Saturday, March 20, 2010

Movie Review: Disney's Alice In Wonderland


Disney's Alice in Wonderland

Directed by Tim Burton

Starring Johnny Depp, Helena Bonham Carter, Mia Wasikowska, Anne Hathaway and Crispin Glover.

Although it’s against geek orthodoxy, I’ve never been a big Alice in Wonderland fan. I’ve always liked the elements of Wonderland, particularly the Red Queen, but not the book itself.

It’s not really that surprising though, seeing as the book is rife with talking animals, and according to this article in the New Scientist the whole book is really about algebra. As we’ve discussed before, talking animals are a big NO in my book, and the same goes for books about math. (I’ve hated The Phantom Tollbooth for well unto two decades, ever sense my 6th grade reading teacher forced it upon me.)

Again, fighting the geek consensus, but I’m at best a casual Tim Burton fan. My favorite movie of his, The Nightmare Before Christmas, really isn’t his, it’s Henry Selick’s. Burton is just too strange for me sometimes. I like weirdness (seen every episode of The Prisoner, remain oddly fascinated with Lady Gaga) but there has to be a point behind it, and sometimes, I think Burton …doesn’t really have one.

Taking those to things into account, I wasn’t really looking forward to seeing Disney’s Alice in Wonderland. The trailers made it look like Mad Hatter --Plus Alice! However, I have an 8 year old who likes spunky girl stories and a husband who’s much more invested in Tim Burton than I am, so we went.

And surprisingly, I liked it. I liked it a lot more than I thought I would.
Before I go on, let me say that this is not Lewis Carroll’s Alice in Wonderland. I’m usually the first person screaming about deviation from the original texts, particularly when they happen for no good reason, but a “reimagining” or “reinterpretation” of Carroll’s works doesn’t really bother me. I’m not attached.

The pairing of Burton and Carroll makes sense, at least superficially. However, I wonder if the modern conception of Wonderland is more American McGee and Tom Petty than Victorian Mathematician. You can feel Burton’s visual stamp all over Wonderland – the trees are twisty, the architecture freaky, the characters lurid and exaggerated. It’s an interesting movie to look at.

The plot is sort of mediocre. Alice, now a teen, must return to Wonderland to fulfill a prophecy, blah, blah, blah. It’s a standard quest plot. Like in a lot of Tim Burton’s work, plot is not really the point. It’s more about the look and the characters.
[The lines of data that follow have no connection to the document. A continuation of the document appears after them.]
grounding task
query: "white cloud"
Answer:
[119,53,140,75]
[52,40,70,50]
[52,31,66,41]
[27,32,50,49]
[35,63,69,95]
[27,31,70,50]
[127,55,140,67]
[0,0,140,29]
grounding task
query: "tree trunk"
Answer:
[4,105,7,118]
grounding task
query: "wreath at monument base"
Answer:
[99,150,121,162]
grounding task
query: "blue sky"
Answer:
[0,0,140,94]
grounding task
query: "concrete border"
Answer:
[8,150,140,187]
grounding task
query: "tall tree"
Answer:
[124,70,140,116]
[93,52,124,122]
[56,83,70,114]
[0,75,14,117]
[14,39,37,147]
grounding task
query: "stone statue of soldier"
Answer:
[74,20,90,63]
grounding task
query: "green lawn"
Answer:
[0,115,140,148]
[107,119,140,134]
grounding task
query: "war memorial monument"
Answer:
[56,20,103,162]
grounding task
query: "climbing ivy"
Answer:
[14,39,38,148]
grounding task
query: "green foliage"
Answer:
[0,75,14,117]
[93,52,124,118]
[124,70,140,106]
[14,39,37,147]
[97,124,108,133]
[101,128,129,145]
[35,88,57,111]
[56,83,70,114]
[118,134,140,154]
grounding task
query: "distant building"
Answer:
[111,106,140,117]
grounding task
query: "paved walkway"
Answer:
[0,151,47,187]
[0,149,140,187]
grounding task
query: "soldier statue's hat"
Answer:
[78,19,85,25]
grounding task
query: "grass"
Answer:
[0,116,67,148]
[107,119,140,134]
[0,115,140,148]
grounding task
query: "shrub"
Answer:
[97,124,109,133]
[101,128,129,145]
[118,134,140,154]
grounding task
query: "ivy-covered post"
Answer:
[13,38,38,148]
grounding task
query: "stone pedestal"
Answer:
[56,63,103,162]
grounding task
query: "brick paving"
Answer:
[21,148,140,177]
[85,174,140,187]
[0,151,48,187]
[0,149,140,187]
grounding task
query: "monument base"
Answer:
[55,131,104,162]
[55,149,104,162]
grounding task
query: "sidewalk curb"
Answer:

Luckily, the characters are pretty great. Alice is a little bit of a blank slate, but since she’s the audience’s stand-in, her blandness really isn’t a problem. Helena Bonham Carter is great as the Red Queen, really working the character, not just letting the costume and CGI do the work for her. Carter has said that her interpretation of the Red Queen was inspired by her toddler, and you can see it in the way she plays it. It’s a really fun take on the character. Crispin Glover turns the creepy up to 11 for the Knave, and since creepy is what he does, it works.

As for Johnny Depp as the Mad Hatter, he was O.K. I get tired of Johnny Depp playing outrĂ© characters, because you always know that behind the Chicklet teeth or shaved head or creepy contacts, it is still Johnny Depp. I think Depp’s a good actor, but I would like to see him play some normal humans for a change. He did give the Hatter an edge of melancholy that I wasn’t really expecting, and it took me a while to figure out why the Hatter would turn Scottish all of a sudden, but when I did, it made sense.

Burton was smart enough to get some really good voice actors to play the talking animals – Stephen Fry as the Cheshire Cat was my favorite – which made the anthropomorphized antics more bearable. My daughter liked the Dormouse, mostly because she was so feisty.

So, all in all, I would recommend this movie, if you can take it for what it is. If you are a Wonderland purist, stay far, far away.